I've seen the RCVD to disappear at midnight, when date changes and new sychronization is not yet taking place.


----------



## adamvelasco

New watch. Didn't mind paying extra through Amazon prime. Came in one day. Love this. Thinking of getting the Oceanus s100 titanium and keeping these two as my only watches. Will sell off the rest of the collection


----------



## MrSempai

JBski said:


> Would rather have a "hold the button for the light to remain on until the battery dies or you let go" option, truthfully, like the DW-5600. You hold the button for as long as you want, and it the light stays on for about a second after you let go.
> 
> EDIT: This would be the PERFECT time to use the redline crystal from the GW-M5610 and put it on the GW-5k so that I can finally buy one to replace my GW-M5610. If Casio really wants my cash for another square, give me a GWM-5610 in a steel case like I wanted when I bought the plastic one to begin with.
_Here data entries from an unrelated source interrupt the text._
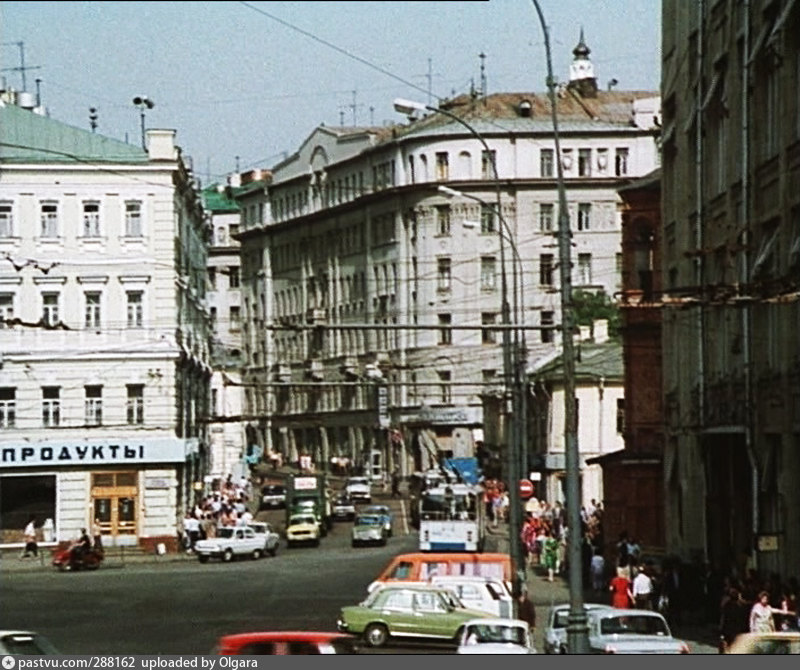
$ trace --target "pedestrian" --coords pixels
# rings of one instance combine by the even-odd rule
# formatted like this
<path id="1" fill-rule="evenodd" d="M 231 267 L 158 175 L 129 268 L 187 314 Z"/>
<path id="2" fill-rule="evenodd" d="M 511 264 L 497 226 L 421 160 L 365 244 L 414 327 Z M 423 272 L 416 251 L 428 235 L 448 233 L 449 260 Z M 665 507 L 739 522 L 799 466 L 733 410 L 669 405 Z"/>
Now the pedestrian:
<path id="1" fill-rule="evenodd" d="M 775 631 L 775 614 L 793 615 L 785 609 L 772 607 L 769 604 L 769 591 L 761 591 L 758 600 L 750 610 L 750 632 L 751 633 L 771 633 Z"/>
<path id="2" fill-rule="evenodd" d="M 533 631 L 536 629 L 536 607 L 528 597 L 528 590 L 523 588 L 517 596 L 517 619 L 521 619 L 528 624 L 533 639 Z"/>
<path id="3" fill-rule="evenodd" d="M 542 565 L 547 570 L 547 581 L 553 581 L 553 574 L 558 563 L 558 540 L 553 537 L 553 533 L 548 528 L 544 532 L 544 543 L 542 544 Z"/>
<path id="4" fill-rule="evenodd" d="M 650 577 L 652 568 L 645 565 L 633 578 L 633 601 L 640 610 L 653 609 L 653 579 Z"/>
<path id="5" fill-rule="evenodd" d="M 92 539 L 94 540 L 95 551 L 103 551 L 103 529 L 100 526 L 100 519 L 95 518 L 92 523 Z"/>
<path id="6" fill-rule="evenodd" d="M 39 545 L 36 544 L 36 516 L 31 514 L 28 517 L 28 523 L 25 530 L 22 531 L 23 540 L 25 541 L 25 549 L 20 554 L 20 559 L 32 556 L 36 558 L 39 556 Z"/>
<path id="7" fill-rule="evenodd" d="M 392 498 L 400 497 L 400 471 L 395 468 L 392 470 Z"/>
<path id="8" fill-rule="evenodd" d="M 617 609 L 628 609 L 633 602 L 631 580 L 625 568 L 617 568 L 617 576 L 611 580 L 608 590 L 611 591 L 611 606 Z"/>
<path id="9" fill-rule="evenodd" d="M 192 512 L 187 512 L 183 519 L 183 531 L 186 533 L 188 543 L 186 552 L 192 552 L 197 540 L 200 539 L 200 520 Z"/>
<path id="10" fill-rule="evenodd" d="M 720 607 L 719 652 L 724 654 L 742 633 L 750 630 L 750 606 L 736 587 L 728 589 Z"/>
<path id="11" fill-rule="evenodd" d="M 605 572 L 606 559 L 603 558 L 603 552 L 599 548 L 595 549 L 591 563 L 592 589 L 595 593 L 600 593 L 605 586 Z"/>

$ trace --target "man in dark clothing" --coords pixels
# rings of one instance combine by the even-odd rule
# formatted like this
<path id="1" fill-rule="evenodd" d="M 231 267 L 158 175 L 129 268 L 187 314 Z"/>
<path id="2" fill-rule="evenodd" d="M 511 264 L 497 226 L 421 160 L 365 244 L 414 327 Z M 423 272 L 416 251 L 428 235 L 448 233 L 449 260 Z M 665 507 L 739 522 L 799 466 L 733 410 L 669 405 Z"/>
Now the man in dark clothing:
<path id="1" fill-rule="evenodd" d="M 528 598 L 528 592 L 523 589 L 517 596 L 517 619 L 527 622 L 533 639 L 533 630 L 536 628 L 536 608 L 533 601 Z"/>

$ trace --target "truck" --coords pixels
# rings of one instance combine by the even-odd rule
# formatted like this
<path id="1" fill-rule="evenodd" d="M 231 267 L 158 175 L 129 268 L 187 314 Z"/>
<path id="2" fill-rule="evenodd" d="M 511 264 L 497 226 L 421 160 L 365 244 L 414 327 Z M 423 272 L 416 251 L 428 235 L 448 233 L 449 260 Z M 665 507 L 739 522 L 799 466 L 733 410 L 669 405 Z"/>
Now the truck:
<path id="1" fill-rule="evenodd" d="M 293 514 L 312 512 L 323 535 L 333 527 L 332 491 L 324 474 L 289 475 L 286 480 L 286 524 Z"/>

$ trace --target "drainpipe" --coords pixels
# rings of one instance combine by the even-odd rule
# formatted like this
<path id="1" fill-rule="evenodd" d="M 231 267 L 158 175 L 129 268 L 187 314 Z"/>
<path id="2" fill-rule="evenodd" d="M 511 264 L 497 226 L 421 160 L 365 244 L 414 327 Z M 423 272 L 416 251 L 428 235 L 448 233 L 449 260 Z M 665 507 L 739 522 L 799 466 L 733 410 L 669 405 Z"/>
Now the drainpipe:
<path id="1" fill-rule="evenodd" d="M 750 0 L 744 0 L 744 63 L 742 70 L 742 215 L 744 216 L 744 230 L 742 231 L 744 253 L 742 254 L 741 284 L 748 286 L 750 275 L 749 246 L 751 243 L 750 231 L 750 105 L 747 97 L 750 82 Z M 758 553 L 756 552 L 755 538 L 758 536 L 759 508 L 758 508 L 758 459 L 753 445 L 753 389 L 750 351 L 750 305 L 747 301 L 742 309 L 742 351 L 744 355 L 744 444 L 747 457 L 750 460 L 750 486 L 752 487 L 752 532 L 753 544 L 750 547 L 750 558 L 753 565 L 758 568 Z"/>
<path id="2" fill-rule="evenodd" d="M 703 22 L 705 20 L 705 0 L 699 0 L 697 3 L 697 54 L 695 54 L 697 60 L 697 66 L 695 68 L 697 72 L 697 84 L 696 90 L 697 94 L 695 95 L 695 123 L 697 124 L 697 133 L 695 135 L 695 199 L 697 203 L 697 221 L 695 225 L 695 249 L 696 255 L 694 259 L 694 276 L 695 276 L 695 286 L 700 287 L 702 291 L 703 286 L 703 256 L 702 256 L 702 249 L 703 249 L 703 198 L 705 194 L 703 192 L 703 110 L 701 109 L 701 101 L 703 99 L 703 60 L 705 57 L 705 50 L 703 45 L 704 31 L 703 31 Z M 702 444 L 702 427 L 705 425 L 705 330 L 703 328 L 703 300 L 701 296 L 701 300 L 697 306 L 697 380 L 699 386 L 699 393 L 698 393 L 698 416 L 699 416 L 699 424 L 700 434 L 696 436 L 697 439 L 697 446 L 699 447 Z M 707 488 L 707 487 L 706 487 Z M 703 505 L 703 509 L 706 509 L 705 504 Z M 704 526 L 708 527 L 708 516 L 706 512 L 706 518 L 704 519 Z M 708 561 L 708 538 L 706 536 L 706 540 L 703 543 L 705 547 L 705 560 Z"/>

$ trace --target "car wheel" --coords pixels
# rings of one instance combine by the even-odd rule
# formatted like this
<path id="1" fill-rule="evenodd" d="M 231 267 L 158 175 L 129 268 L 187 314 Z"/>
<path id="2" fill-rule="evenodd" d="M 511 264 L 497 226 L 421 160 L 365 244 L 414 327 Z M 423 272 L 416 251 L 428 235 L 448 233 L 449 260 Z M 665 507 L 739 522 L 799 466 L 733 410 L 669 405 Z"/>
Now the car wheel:
<path id="1" fill-rule="evenodd" d="M 197 560 L 200 561 L 201 563 L 208 563 L 208 556 L 206 556 L 205 554 L 199 554 Z"/>
<path id="2" fill-rule="evenodd" d="M 559 653 L 559 654 L 566 654 L 566 653 L 567 653 L 567 648 L 566 648 L 566 647 L 565 647 L 565 646 L 562 644 L 562 645 L 561 645 L 561 646 L 558 648 L 558 653 Z"/>
<path id="3" fill-rule="evenodd" d="M 222 560 L 226 563 L 230 563 L 233 560 L 233 551 L 231 549 L 226 549 L 222 554 Z"/>
<path id="4" fill-rule="evenodd" d="M 355 549 L 355 548 L 358 546 L 358 542 L 356 542 L 355 540 L 353 540 L 353 541 L 350 543 L 350 546 L 351 546 L 351 547 L 353 547 L 353 549 Z"/>
<path id="5" fill-rule="evenodd" d="M 317 538 L 316 540 L 314 540 L 314 546 L 315 546 L 315 547 L 318 547 L 318 546 L 319 546 L 319 538 Z"/>
<path id="6" fill-rule="evenodd" d="M 272 549 L 269 550 L 269 555 L 270 556 L 275 556 L 275 554 L 277 554 L 277 553 L 278 553 L 278 543 L 276 542 L 275 546 L 272 547 Z"/>
<path id="7" fill-rule="evenodd" d="M 371 623 L 364 629 L 364 641 L 370 647 L 382 647 L 389 639 L 389 631 L 382 623 Z"/>
<path id="8" fill-rule="evenodd" d="M 253 560 L 257 561 L 261 558 L 261 549 L 253 549 Z"/>

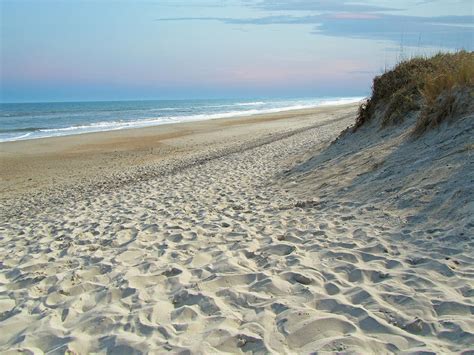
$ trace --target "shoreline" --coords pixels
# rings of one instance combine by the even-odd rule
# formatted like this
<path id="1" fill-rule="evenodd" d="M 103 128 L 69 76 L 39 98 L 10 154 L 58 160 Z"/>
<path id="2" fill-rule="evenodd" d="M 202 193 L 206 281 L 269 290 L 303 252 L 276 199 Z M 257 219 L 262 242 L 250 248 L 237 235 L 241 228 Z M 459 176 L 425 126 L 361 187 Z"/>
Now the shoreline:
<path id="1" fill-rule="evenodd" d="M 305 110 L 313 110 L 317 108 L 324 108 L 324 107 L 332 107 L 332 106 L 343 106 L 343 105 L 351 105 L 351 104 L 360 104 L 363 100 L 362 97 L 347 97 L 347 98 L 338 98 L 338 99 L 318 99 L 320 102 L 312 103 L 312 104 L 294 104 L 292 106 L 282 106 L 282 107 L 274 107 L 274 108 L 254 108 L 249 110 L 233 110 L 233 111 L 224 111 L 224 112 L 195 112 L 192 114 L 184 114 L 179 116 L 164 116 L 164 117 L 142 117 L 137 118 L 136 120 L 119 120 L 119 121 L 98 121 L 95 123 L 84 123 L 84 125 L 78 124 L 77 126 L 70 126 L 70 127 L 50 127 L 50 128 L 42 128 L 38 129 L 37 131 L 27 132 L 21 136 L 11 137 L 0 139 L 1 143 L 9 143 L 9 142 L 17 142 L 17 141 L 28 141 L 28 140 L 36 140 L 36 139 L 45 139 L 45 138 L 56 138 L 56 137 L 68 137 L 68 136 L 75 136 L 75 135 L 83 135 L 83 134 L 90 134 L 90 133 L 103 133 L 103 132 L 113 132 L 113 131 L 121 131 L 121 130 L 128 130 L 128 129 L 146 129 L 151 127 L 169 125 L 169 124 L 180 124 L 180 123 L 193 123 L 193 122 L 201 122 L 201 121 L 208 121 L 208 120 L 216 120 L 216 119 L 236 119 L 236 118 L 247 118 L 252 116 L 261 116 L 261 115 L 273 115 L 285 112 L 294 112 L 294 111 L 305 111 Z M 265 102 L 255 102 L 256 104 L 265 104 Z M 255 103 L 240 103 L 235 104 L 235 106 L 248 106 Z M 40 105 L 34 104 L 34 105 Z M 222 105 L 224 106 L 232 106 L 232 105 Z M 203 106 L 205 107 L 221 107 L 221 106 Z M 160 110 L 160 109 L 158 109 Z M 169 108 L 163 108 L 162 110 L 169 110 Z M 100 113 L 97 112 L 97 117 L 100 117 Z M 6 116 L 7 118 L 9 115 Z M 132 116 L 130 116 L 132 117 Z M 129 117 L 129 118 L 130 118 Z M 102 128 L 98 128 L 101 126 Z M 83 131 L 81 131 L 83 129 Z M 21 130 L 24 132 L 24 130 Z M 54 131 L 67 131 L 63 134 L 52 134 L 52 135 L 43 135 L 42 132 L 54 132 Z M 13 131 L 12 131 L 13 132 Z M 7 132 L 8 133 L 8 132 Z M 11 132 L 10 132 L 11 133 Z M 56 132 L 57 133 L 57 132 Z"/>
<path id="2" fill-rule="evenodd" d="M 57 184 L 121 173 L 157 164 L 181 153 L 239 144 L 259 134 L 309 125 L 314 116 L 354 110 L 358 104 L 323 106 L 271 114 L 238 116 L 144 128 L 92 132 L 0 143 L 3 198 L 41 191 Z M 255 137 L 252 137 L 255 134 Z"/>

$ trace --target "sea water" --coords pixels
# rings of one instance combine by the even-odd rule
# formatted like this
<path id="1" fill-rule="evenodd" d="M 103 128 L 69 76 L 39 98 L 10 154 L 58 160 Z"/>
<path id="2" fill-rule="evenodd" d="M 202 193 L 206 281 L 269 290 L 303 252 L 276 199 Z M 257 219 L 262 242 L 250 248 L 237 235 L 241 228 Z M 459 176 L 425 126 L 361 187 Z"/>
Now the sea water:
<path id="1" fill-rule="evenodd" d="M 0 142 L 239 117 L 358 102 L 362 97 L 0 104 Z"/>

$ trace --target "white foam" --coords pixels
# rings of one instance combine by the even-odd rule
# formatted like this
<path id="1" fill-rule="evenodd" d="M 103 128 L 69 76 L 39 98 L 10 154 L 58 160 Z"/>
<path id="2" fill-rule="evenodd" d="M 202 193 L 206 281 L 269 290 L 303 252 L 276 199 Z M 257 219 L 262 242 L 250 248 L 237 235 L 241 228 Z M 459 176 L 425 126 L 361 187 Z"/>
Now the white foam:
<path id="1" fill-rule="evenodd" d="M 13 142 L 13 141 L 24 140 L 24 139 L 28 138 L 29 136 L 31 136 L 32 134 L 33 134 L 33 132 L 28 132 L 28 133 L 22 134 L 21 136 L 18 136 L 18 137 L 0 139 L 0 142 Z"/>
<path id="2" fill-rule="evenodd" d="M 148 117 L 133 121 L 102 121 L 92 123 L 90 125 L 79 125 L 63 128 L 48 128 L 40 129 L 35 132 L 29 132 L 27 134 L 18 136 L 18 137 L 8 137 L 0 138 L 0 142 L 7 141 L 17 141 L 24 139 L 37 139 L 37 138 L 47 138 L 47 137 L 56 137 L 56 136 L 66 136 L 66 135 L 75 135 L 75 134 L 84 134 L 84 133 L 93 133 L 93 132 L 103 132 L 103 131 L 113 131 L 127 128 L 143 128 L 150 126 L 158 126 L 163 124 L 170 123 L 179 123 L 179 122 L 192 122 L 192 121 L 204 121 L 220 118 L 230 118 L 230 117 L 242 117 L 242 116 L 253 116 L 258 114 L 268 114 L 268 113 L 277 113 L 290 110 L 299 110 L 299 109 L 309 109 L 320 106 L 333 106 L 333 105 L 345 105 L 350 103 L 360 102 L 362 97 L 347 97 L 347 98 L 335 98 L 335 99 L 315 99 L 315 100 L 293 100 L 293 101 L 272 101 L 272 102 L 242 102 L 229 105 L 220 105 L 220 106 L 203 106 L 206 107 L 236 107 L 236 106 L 262 106 L 262 105 L 275 105 L 281 104 L 282 106 L 271 107 L 271 108 L 253 108 L 248 110 L 239 110 L 239 111 L 225 111 L 218 113 L 210 114 L 194 114 L 194 115 L 183 115 L 183 116 L 164 116 L 164 117 Z M 178 108 L 177 108 L 178 109 Z M 156 111 L 167 111 L 171 108 L 156 109 Z"/>

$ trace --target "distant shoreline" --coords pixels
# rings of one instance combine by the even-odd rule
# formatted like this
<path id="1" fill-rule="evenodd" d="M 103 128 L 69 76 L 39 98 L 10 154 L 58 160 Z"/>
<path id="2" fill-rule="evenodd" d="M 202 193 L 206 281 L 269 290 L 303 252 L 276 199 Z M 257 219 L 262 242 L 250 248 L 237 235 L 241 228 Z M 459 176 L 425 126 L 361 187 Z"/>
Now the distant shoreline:
<path id="1" fill-rule="evenodd" d="M 362 97 L 292 100 L 183 100 L 4 104 L 0 144 L 87 133 L 148 128 L 174 123 L 235 119 L 262 114 L 340 106 Z M 172 102 L 172 103 L 171 103 Z"/>

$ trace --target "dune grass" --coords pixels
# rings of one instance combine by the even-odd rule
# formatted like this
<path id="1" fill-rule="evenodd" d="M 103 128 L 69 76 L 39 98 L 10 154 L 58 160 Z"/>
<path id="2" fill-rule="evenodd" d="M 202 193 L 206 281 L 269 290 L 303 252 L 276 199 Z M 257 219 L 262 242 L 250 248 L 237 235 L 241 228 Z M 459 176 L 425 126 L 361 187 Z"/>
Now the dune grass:
<path id="1" fill-rule="evenodd" d="M 372 96 L 359 107 L 354 130 L 377 117 L 382 127 L 418 118 L 413 134 L 421 135 L 459 112 L 461 92 L 474 87 L 474 52 L 439 53 L 400 62 L 375 77 Z M 469 99 L 469 98 L 468 98 Z"/>

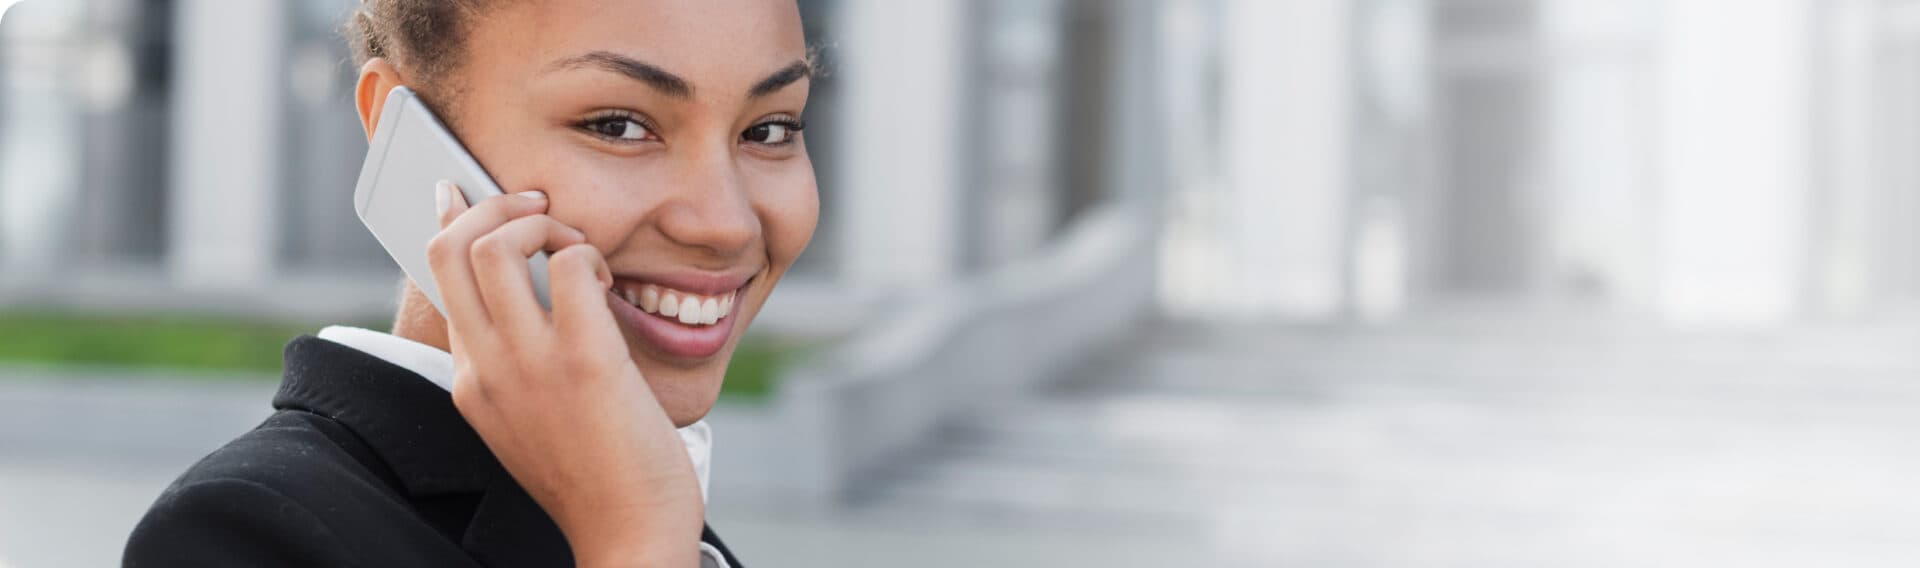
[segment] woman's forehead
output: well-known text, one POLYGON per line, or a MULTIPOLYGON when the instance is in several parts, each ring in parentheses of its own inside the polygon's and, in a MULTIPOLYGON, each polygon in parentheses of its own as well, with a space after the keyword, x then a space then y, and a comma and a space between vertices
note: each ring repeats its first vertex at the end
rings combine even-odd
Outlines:
POLYGON ((515 75, 619 58, 692 90, 744 92, 807 57, 790 0, 547 0, 511 4, 481 20, 468 42, 470 62, 515 75))

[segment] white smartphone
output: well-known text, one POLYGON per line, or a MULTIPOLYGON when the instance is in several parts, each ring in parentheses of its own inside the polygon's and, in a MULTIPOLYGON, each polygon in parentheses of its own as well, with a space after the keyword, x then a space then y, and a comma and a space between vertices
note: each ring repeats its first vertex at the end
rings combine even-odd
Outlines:
MULTIPOLYGON (((460 186, 469 204, 502 193, 480 162, 467 153, 412 89, 394 87, 381 107, 380 124, 374 128, 367 161, 360 167, 353 209, 380 246, 400 264, 400 270, 444 316, 447 308, 441 303, 440 288, 434 284, 433 269, 427 264, 427 241, 440 233, 433 192, 441 180, 460 186)), ((528 259, 527 272, 533 277, 533 293, 540 306, 551 308, 546 253, 528 259)))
Same, steel case all the way.
PS: My DW-5600 doesn't stay lit a long as I hold the button down.


----------



## BoosterDuck

are the gw5000u buttons easier to press compared to the previous gw5000 model?


----------



## robdad

BoosterDuck said:


> are the gw5000u buttons easier to press compared to the previous gw5000 model?


In a word, no!


Sent from my iPhone using Tapatalk


----------



## Xerxes300

robdad said:


> In a word, no!
> Sent from my iPhone using Tapatalk


i don't know who's with me, but i like that they're harder to press. if they're easy like the DW family, you'd be changing screens all the time by accident. 

rocking my carbon fiber today


----------



## GrouchoM

Xerxes300 said:


> i don't know who's with me, but i like that they're harder to press. if they're easy like the DW family, you'd be changing screens all the time by accident.
> 
> rocking my carbon fiber today
> 
> View attachment 16483475


I'd like it somewhere between the two. 

Sent from my SM-G991U using Tapatalk


----------



## robdad

I’ve had a 5600 of some kind for 30 odd years and I’ve never pressed a button accidentally! My 5000U is the first I’ve had of this series and if I hadn’t read the reviews about the buttons I’d assume it was faulty tbh. Having said that even though I have large hands and wrists ( the 5000 strap barely fits) I’ve never had problem with any g shock buttons as I have fingernails! For some reason I find the regular dw5600 far more comfortable to wear, I recently bought sets of red and yellow resin for some old Dw5600’s and even though a little stiffer than the 5000 resin they are silky smooth and comfortable - they feel very different to the standard black. One final thought is on alarm loudness. Any battery G is far superior to the 5000 or 5610 for that matter but I also have a GMWB5000 ( in red which is a bit lairy for man in his 50’s!) and the alarm on that is truly pathetic. Coupled with a display that doesn’t indicate charge levels, and the pointless Bluetooth and app synch (I should explain I live in the Uk and my soar atomics synch nearly every night regardless of position) and the 5000U is a far more convincing everyday watch. 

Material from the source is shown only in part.